This is Lorelei Gets Earnest on the Beautiful Box For Buddy, Box For Star
On his solo project’s latest record, Water from Your Eyes multi-instrumentalist Nate Amos sheds off the scrappy skin of his previous efforts and creates his most accessible, mature, and focused work yet.

With every album by This is Lorelei, the solo project of Brooklyn-based musician Nate Amos, you never really know what you’re gonna get. Across a decade of making music, he’s dabbled in everything from twangy Americana and hyperpop to hazy lo-fi and psychedelia. Each listen is a dive into Amos’s hyperactive, uninhibited mind, a sonic playground whose sprawling, multifaceted design leaves you more invigorated than exhausted. Even Water from Your Eyes, his experimental pop band with vocalist Rachel Brown, offers an exciting glimpse into how easily and deftly he’s able to traipse from one idea to the next.
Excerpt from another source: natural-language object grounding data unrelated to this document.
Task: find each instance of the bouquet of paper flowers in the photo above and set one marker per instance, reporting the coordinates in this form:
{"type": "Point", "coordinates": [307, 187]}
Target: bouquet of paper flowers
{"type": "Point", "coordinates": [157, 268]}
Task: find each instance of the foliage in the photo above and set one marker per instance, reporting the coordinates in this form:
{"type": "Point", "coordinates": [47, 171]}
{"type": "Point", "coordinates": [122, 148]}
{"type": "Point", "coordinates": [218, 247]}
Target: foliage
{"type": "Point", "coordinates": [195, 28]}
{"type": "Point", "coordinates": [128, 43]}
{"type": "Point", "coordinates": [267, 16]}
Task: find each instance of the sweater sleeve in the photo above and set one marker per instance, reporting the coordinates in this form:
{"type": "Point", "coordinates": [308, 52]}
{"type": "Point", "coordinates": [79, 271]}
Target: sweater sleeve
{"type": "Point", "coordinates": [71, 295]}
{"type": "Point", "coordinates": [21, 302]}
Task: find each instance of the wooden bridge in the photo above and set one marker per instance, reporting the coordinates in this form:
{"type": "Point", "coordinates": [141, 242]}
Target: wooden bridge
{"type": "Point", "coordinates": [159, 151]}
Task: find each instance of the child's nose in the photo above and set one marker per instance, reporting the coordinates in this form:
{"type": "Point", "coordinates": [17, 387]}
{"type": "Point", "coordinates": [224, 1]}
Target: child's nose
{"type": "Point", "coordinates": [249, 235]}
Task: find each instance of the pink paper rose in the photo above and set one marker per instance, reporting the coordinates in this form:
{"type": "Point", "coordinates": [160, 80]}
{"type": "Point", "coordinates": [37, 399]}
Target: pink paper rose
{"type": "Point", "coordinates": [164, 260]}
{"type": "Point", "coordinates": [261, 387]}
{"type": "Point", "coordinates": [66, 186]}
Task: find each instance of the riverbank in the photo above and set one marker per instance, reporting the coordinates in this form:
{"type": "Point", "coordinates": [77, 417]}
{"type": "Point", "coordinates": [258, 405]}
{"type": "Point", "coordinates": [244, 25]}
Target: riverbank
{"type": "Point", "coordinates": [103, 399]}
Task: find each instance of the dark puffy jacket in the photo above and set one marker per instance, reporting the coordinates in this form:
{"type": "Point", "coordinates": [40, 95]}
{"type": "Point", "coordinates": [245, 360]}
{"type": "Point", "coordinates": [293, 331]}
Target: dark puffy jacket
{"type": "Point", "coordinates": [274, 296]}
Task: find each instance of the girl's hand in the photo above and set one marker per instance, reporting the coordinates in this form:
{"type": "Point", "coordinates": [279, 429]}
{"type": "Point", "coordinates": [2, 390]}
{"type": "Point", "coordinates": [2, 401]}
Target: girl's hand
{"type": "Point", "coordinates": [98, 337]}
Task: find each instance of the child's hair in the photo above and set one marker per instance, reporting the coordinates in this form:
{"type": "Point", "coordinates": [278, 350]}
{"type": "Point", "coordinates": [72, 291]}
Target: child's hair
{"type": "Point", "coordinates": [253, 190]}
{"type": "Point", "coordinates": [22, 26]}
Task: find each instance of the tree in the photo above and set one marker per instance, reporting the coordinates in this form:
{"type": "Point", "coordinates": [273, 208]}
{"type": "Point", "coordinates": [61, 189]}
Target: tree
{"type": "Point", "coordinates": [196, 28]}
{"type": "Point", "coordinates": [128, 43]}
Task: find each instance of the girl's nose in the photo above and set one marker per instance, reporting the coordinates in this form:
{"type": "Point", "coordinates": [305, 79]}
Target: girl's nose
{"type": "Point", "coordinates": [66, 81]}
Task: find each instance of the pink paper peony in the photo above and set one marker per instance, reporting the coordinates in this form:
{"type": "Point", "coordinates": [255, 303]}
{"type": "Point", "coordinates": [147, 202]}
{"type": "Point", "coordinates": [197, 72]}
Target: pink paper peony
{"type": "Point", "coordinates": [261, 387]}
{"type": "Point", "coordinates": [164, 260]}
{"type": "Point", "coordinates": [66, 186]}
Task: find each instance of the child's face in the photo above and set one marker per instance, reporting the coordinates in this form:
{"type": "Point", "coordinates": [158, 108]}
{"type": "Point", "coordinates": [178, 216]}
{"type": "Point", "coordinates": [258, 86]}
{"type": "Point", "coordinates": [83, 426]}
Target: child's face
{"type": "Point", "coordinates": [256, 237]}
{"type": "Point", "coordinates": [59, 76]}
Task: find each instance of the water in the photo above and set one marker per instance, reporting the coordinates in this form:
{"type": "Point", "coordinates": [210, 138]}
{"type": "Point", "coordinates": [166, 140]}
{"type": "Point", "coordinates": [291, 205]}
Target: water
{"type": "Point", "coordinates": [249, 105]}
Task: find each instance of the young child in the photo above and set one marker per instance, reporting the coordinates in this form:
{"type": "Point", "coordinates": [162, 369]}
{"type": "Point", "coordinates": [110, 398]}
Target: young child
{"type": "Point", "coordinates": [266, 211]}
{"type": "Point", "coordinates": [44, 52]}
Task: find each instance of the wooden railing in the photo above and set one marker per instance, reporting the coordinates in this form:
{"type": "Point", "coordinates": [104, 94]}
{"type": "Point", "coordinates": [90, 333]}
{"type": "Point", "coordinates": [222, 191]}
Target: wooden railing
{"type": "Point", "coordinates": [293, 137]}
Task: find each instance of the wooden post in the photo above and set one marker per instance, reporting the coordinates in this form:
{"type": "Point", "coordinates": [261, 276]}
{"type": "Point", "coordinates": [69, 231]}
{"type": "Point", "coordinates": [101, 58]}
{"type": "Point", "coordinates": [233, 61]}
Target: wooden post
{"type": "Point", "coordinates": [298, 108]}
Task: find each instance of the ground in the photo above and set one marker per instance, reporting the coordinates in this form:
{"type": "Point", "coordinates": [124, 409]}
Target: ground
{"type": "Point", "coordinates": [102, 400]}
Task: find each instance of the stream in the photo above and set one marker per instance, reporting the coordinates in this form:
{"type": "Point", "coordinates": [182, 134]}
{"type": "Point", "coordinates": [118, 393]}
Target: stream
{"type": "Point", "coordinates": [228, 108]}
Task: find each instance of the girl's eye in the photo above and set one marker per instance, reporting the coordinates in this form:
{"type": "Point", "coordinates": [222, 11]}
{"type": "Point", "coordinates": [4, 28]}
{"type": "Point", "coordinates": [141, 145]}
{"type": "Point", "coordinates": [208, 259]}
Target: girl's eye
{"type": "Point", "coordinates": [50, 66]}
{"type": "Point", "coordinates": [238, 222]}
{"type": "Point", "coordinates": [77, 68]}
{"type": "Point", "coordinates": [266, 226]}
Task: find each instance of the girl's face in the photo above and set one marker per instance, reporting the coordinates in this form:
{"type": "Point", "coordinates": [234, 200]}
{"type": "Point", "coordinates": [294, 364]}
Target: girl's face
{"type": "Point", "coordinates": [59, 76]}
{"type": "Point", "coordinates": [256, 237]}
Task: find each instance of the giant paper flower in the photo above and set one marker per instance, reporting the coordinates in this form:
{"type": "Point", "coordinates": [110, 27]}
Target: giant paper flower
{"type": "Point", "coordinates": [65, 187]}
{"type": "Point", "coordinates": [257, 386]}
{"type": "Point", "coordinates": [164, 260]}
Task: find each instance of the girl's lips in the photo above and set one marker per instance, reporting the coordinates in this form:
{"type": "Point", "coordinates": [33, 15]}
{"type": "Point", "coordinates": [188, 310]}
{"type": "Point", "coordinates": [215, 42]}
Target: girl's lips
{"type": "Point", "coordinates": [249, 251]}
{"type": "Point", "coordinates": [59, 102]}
No wonder the Beatles’ The White Album was a formative record for him; the 1968 LP’s hopscotching between different themes and sounds seems to have informed Amos’s interest in avant-garde experimentation.
The endless exuberance and unpredictability that define Amos’s style are especially prominent on his latest record, Box For Buddy, Box For Star, where he continues to hone in on his artistic versatility by dialing into a more earnest, singer-songwriter wavelength. In contrast to his earlier work, which is looser and scrappier in construction and concept, the 10-track Box For Buddy is tight and polished yet brims with the same nimble energy as the rest of his formidably abundant discography. Amos is still tinkering with different genres here—namely, mid-Aughts indie rock, folk, country and synth-pop—but he brings a much sharper focus to this material than anything else he’s done. All the pieces of the playground are still there, just a little more renovated.
Amos’s straightforward approach results in a record that is both striking in its simplicity and downright seamless in its execution, allowing space for his desire to play around and be vulnerable in a way that he hasn’t before. The excellent, poignant opener “Angels Eye,” for instance, is a tender acoustic ballad that mines genuine gravitas from its lyrics on loss and loneliness and cheeky humor from Amos’s use of pitch-shifting, turning it into an endearing and amusing duet with himself. Such clever tonal interplay also recalls Rocket-era Alex G, another prolific, genre-fluid indie artist unafraid to subvert expectations.